Comfort Zone

Every tour has one — a little thing that goes wrong, making the band face the conundrum of whether it’s time to pack the bags and head home. More often than not the problem has to do with the band’s method of transport, and the Creature Comforts aren’t about to be exceptions to the rule.
“We had a complete nightmarish experience in a parking spot in New York, where the parking attendants broke our trailer,” says Christopher Tolle, exhaustion evident in his voice. “We spent two days freaking out and trying to get the hitch welded back on and getting it put back together.” A language barrier with the attendants didn’t make things any easier, and, Tolle says, “New York City’s finest weren’t helpful to us at all. So we really have our tour manager, Mark Tobin, to thank for getting us through it.” Tolle says the ordeal “was potentially a tour ender, but [Tobin] kept all our heads together and took care of business, so now we’re getting ready to continue on with the more exciting adventures of our tour.”
With hitch firmly back in place and paid for courtesy of the dastardly parking attendants, now the band can get back to the business at hand: distributing its second record, last year’s Teaching Little Fingers to Play…. Much like the Creature Comforts’ first disc, 1998’s The Politics of Pop (for which the then-three piece won Klammies for album of the year, band of the year and song of the year), Fingers is a tour through the world of carefully written power pop, with a decidedly Midwestern influence. For the first time, the original trio of guitarist Tolle, drummer Bill Brimblecom Jr. and bassist Brian Everard were in the studio together for as long as it took to make the album, aided again by Red House producer Ed Rose. They were joined by keyboardist J.D. Warnock after they completed Politics.
Tolle says the band didn’t feel pressure for the follow-up. “It was actually a really relaxed atmosphere, and Ed made it a lot of fun, but we’re more experimental in our approach. We did a couple of songs at a time [that were] far extremes from one another. We’d tape T-shirts over the drum heads and drop a mic inside a piano and yell inside to pick it up to get weird sounds and whatnot, getting broken bottle sounds. So we had a lot of fun doing stuff like that.” Location probably contributed to the outcome as well, Tolle notes: “Recording it in a relatively haunted space, as we believe Red House to be, helped.”

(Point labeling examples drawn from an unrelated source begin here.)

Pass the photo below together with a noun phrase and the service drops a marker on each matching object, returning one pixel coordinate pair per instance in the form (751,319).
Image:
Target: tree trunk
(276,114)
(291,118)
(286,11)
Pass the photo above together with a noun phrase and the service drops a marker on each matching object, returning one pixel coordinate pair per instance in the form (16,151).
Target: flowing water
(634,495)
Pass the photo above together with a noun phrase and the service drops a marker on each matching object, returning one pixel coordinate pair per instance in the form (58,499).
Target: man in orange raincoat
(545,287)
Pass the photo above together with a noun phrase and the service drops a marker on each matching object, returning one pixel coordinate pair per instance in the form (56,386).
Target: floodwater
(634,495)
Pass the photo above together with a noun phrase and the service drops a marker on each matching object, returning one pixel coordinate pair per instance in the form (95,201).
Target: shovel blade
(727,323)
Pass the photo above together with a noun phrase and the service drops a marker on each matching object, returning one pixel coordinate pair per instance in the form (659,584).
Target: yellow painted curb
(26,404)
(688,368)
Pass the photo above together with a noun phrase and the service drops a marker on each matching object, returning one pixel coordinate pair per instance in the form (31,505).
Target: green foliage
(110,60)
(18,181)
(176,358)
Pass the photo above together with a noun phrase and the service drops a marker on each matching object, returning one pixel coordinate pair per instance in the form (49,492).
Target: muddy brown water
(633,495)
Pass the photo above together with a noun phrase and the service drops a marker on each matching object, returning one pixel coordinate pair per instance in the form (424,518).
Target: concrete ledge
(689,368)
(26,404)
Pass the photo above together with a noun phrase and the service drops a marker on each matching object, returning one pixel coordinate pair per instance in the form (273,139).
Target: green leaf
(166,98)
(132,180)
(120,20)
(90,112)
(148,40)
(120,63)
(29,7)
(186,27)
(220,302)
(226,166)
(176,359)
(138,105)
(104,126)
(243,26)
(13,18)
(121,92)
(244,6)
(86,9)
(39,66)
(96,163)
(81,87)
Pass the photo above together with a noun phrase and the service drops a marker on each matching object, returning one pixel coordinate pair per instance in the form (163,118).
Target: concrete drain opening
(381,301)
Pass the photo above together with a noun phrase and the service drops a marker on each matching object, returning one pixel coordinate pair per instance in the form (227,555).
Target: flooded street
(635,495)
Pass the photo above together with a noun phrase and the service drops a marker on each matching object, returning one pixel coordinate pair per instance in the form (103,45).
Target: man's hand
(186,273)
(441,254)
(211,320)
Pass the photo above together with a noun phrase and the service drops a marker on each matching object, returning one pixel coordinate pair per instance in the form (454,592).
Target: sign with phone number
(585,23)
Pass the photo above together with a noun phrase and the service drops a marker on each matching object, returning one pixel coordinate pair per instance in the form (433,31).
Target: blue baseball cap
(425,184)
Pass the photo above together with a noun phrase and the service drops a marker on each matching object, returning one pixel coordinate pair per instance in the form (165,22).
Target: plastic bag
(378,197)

Though Fingers has been available for a few months around these parts, soon it’ll be all over the country and even in a few others, thanks to a re-release though Hearbox Records of Boston. The group is still on good terms with local label Noisome Records, which released The Politics of Pop, but, Tolle explains, “after that album came out, we hooked up with our booking agent and started touring. It got to where we were playing out beyond the scope of the Noisome distribution, and we had to try and find someplace that was going to match distribution at least as far as we were willing to tour. The Noisome guys are super cool and were nice enough to wish us well, you know, and The Politics of Pop will remain available through Noisome. They really want to be a stepping stone to give a local band an opportunity to move up, and that’s exactly what we did.”
Hearbox, meanwhile, is the same label that distributes the Creature Comforts’ tourmates, New York’s The Figgs, a group whose reputation preceded it. “A couple of tours ago, just about every couple of shows someone would come up and go, ‘Hey, have you heard of The Figgs? You remind me of The Figgs.’ So we sort of sought them out and ended up meeting them in New York and becoming friends,” Tolle recalls.
And except for the unfortunate parking-lot incident, the tour has gone well, due in no small part to the band’s hard work on tours past. Tolle figures the Creatures spent three to four months on the road last year, and the fact that the current shows have been well-received indicates that “we’re really starting to see the fruits of all our touring. I’m hearing stories about high school kids in New York who are huge fans of our band.”
Sometimes the dividend comes in the thrill of delivering some rock to kids who might not otherwise get it. “We played to 400 kids in Chicago, and the next night we played a basement in Madison, Wisconsin,” Tolle laughs. “In Madison, there’s no Bottleneck or Hurricane or Replay Lounge or anything like that, so that’s how they put on rock shows. They host them in halls or anywhere they can. The place we were going to play had some permit problems or problems with the authorities, and they switched it at the last minute. It ended up being the basement of a college crash pad, a really big old house that’s sort of separated into apartments.”
When the Creature Comforts get back home, they’ll play a couple of local shows, but the band is mostly looking forward to taking it easy. “We lost a lot of sleep over the past few days, and we’re really looking forward to having a night to watch some HBO and microwave some popcorn or something,” Tolle says, drawing strength from the unlikely philosophical musings of Bon Jovi’s “Wanted Dead Or Alive.”
“Sometimes you know the days by the bottle that you drink/sometimes when you’re alone, all you do is think,” Tolle says. “It is a classic. And we’re living it.”